The basic tenet of human capital management is transforming the human resource pool at hand. During the recruitment process, an HR professional will detect skills and hidden talents in the candidate even before the candidate recognizes them. Channeling latent talent in individual employees to support potentially profitable ventures for one's company and allowing one's company to invest its time and resources in developing skills are the places where the HCM skills of the HR professional come into play.
Finding the Right Employees
Recruiting is one of the major duties of any HR professional on any given day. As soon as he or she becomes a member of the company's HR team, he or she must work to bring in more people. Oftentimes, the HR professional goes about this age-old task diligently without considering how well the company fits each new recruit.
However, the hiring parameters have shifted. Now, the HR professional also has to gauge the professional skills of job seekers to foresee whether they will contribute value to the company. The need of the hour is not just finding workers but finding the right workers.
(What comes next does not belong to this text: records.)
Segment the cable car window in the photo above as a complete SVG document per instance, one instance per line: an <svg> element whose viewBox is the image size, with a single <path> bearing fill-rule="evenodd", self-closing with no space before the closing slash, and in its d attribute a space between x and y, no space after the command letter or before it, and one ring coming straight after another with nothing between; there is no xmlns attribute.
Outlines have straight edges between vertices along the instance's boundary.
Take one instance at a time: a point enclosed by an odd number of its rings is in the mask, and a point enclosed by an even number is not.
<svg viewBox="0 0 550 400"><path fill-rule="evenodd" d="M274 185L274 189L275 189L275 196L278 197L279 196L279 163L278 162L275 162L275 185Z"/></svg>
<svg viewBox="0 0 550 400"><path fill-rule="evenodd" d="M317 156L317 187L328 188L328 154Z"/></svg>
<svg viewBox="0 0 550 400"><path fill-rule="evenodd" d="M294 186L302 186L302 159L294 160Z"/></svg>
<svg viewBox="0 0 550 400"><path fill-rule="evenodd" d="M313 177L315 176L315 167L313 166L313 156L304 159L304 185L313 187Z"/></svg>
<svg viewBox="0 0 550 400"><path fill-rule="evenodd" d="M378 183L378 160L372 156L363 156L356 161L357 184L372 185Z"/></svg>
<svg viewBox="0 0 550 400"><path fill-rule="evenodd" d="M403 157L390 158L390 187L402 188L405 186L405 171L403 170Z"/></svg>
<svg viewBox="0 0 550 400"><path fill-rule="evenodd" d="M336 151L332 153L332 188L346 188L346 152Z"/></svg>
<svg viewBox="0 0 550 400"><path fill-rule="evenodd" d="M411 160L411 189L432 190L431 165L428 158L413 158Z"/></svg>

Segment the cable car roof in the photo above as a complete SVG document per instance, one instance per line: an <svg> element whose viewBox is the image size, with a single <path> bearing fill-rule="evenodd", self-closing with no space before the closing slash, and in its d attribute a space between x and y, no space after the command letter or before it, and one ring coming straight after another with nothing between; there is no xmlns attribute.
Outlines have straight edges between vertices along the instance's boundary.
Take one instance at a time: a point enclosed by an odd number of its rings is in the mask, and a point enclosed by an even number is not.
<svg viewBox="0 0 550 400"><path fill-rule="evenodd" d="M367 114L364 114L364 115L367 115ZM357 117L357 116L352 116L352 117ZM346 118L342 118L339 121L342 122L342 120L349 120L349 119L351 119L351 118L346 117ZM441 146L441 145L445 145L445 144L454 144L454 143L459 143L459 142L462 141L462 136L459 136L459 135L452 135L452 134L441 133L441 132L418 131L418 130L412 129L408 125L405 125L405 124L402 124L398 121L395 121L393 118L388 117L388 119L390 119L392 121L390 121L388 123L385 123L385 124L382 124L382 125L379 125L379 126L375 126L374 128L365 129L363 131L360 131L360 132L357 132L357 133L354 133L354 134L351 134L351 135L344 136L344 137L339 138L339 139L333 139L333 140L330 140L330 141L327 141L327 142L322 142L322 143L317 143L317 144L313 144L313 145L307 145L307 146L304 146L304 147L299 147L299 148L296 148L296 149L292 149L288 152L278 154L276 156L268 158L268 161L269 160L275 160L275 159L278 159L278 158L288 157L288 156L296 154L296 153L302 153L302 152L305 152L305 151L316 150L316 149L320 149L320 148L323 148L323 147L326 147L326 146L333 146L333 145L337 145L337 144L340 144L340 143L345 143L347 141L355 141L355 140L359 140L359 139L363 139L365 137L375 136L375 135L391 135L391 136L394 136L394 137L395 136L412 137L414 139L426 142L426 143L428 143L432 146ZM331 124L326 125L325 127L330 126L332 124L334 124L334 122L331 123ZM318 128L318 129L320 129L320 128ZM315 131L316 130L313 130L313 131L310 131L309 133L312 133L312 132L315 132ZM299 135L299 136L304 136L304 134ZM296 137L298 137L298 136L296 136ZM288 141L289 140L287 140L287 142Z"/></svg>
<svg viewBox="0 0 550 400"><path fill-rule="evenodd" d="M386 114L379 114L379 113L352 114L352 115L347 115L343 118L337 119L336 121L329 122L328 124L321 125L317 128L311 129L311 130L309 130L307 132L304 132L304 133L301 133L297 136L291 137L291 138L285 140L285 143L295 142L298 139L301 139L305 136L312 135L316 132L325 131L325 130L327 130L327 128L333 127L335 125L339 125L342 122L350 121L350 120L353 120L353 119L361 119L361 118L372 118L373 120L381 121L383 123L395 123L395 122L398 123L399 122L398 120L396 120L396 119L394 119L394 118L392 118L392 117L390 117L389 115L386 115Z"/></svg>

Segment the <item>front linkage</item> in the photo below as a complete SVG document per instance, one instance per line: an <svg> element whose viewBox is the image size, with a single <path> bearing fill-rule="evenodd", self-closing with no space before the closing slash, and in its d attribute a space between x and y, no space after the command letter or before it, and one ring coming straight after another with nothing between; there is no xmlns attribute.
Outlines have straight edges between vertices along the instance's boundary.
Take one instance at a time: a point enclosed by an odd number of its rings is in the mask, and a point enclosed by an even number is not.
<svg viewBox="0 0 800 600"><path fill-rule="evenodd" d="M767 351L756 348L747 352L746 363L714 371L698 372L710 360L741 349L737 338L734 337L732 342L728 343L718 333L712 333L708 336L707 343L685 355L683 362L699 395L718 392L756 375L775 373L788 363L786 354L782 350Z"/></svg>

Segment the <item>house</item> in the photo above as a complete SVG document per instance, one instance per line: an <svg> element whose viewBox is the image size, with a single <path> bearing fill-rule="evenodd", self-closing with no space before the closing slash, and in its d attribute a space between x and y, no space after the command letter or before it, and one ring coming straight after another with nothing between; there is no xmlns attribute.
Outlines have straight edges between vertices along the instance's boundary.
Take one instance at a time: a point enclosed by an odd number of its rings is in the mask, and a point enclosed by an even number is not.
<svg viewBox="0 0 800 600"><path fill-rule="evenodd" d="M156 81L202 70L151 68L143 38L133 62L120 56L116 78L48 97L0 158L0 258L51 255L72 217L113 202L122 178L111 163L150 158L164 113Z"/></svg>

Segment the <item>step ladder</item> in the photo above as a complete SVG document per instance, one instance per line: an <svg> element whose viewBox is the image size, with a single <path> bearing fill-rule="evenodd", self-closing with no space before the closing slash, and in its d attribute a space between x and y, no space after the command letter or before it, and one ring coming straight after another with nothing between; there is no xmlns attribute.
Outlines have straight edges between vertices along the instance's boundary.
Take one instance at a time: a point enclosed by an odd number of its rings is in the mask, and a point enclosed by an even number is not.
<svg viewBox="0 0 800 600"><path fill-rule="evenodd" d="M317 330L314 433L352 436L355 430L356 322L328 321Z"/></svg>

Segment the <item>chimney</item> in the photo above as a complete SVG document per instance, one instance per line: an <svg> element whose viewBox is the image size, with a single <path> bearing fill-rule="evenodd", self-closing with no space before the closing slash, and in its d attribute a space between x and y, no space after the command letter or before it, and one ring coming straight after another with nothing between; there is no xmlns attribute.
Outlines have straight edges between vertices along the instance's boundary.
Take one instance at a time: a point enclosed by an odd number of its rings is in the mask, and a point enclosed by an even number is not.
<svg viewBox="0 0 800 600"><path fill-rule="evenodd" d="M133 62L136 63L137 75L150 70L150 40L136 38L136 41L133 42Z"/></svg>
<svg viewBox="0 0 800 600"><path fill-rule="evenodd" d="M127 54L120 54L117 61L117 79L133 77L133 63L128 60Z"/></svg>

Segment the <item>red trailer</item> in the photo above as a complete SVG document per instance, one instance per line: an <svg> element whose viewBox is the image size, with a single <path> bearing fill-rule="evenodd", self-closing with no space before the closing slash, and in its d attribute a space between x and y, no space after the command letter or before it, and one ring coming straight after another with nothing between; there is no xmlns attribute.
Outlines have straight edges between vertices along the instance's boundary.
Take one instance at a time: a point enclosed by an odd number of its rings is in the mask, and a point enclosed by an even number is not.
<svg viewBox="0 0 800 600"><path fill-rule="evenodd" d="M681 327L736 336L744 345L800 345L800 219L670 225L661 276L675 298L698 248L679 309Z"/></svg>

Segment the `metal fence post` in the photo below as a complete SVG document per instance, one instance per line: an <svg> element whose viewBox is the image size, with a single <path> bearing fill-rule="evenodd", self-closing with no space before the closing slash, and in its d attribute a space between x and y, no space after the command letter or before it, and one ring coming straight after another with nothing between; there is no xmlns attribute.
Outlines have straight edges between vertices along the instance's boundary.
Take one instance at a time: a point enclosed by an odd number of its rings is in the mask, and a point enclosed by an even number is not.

This becomes all the more pertinent when assessed alongside the costs the company will shell out for its employees. The HR professional is the key player coordinating the company's productivity with its assets, both from the monetary perspective and from the human capital perspective. Therefore, HR personnel continuously have to balance their options while recruiting.
10 Successful HCM Strategies
Here is a list of HCM strategies that can help an HR professional manage human capital successfully:
- HCM Strategy #1: Set up a team of leaders. Choose people who clearly display leadership traits.
- HCM Strategy #2: Nurture and develop leaders' skills so that they can successfully motivate staff down the line.
- HCM Strategy #3: Design programs that expand and build upon workers' competencies.
- HCM Strategy #4: Build trust. Remember, you need to be believed in first to be followed.
- HCM Strategy #5: Catch them young! Young workers generally respond very well to HCM programs.
- HCM Strategy #6: Adopt the role of an encouraging mentor. New workers will place their faith and trust in a benevolent guide.
- HCM Strategy #7: Not only the HR professional but also all of the company's managerial staff should take serious note of policies that promote workers' ongoing growth.
- HCM Strategy #8: Before plunging headlong into the task of training, design a screening process to identify suitable candidates for specific training purposes.
- HCM Strategy #9: Ensure the applicability of skills acquired by workers within the company.
- HCM Strategy #10: Know the leaders on each team; handpick them, and prepare them for the future challenges and emergency situations they will face in today's fast-evolving labor market.
Making a vertical move on the career ladder is always challenging. The most successful HR managers are those who have mastered the art of capitalizing on human capital management. So how does an HR manager achieve this goal?
To fully realize the essence of human capital management, an HR professional should be able to fulfill his or her company's labor needs by identifying the right kinds of skilled workers. With companies beginning to appreciate the value of increasing productivity through capability-enhancement exercises, this task is not so difficult. The secret to enhancing one's career lies in efficiently harnessing available human resources and matching them with the defined parameters of one's company. A little tact and foresightedness can elevate your career prospects considerably.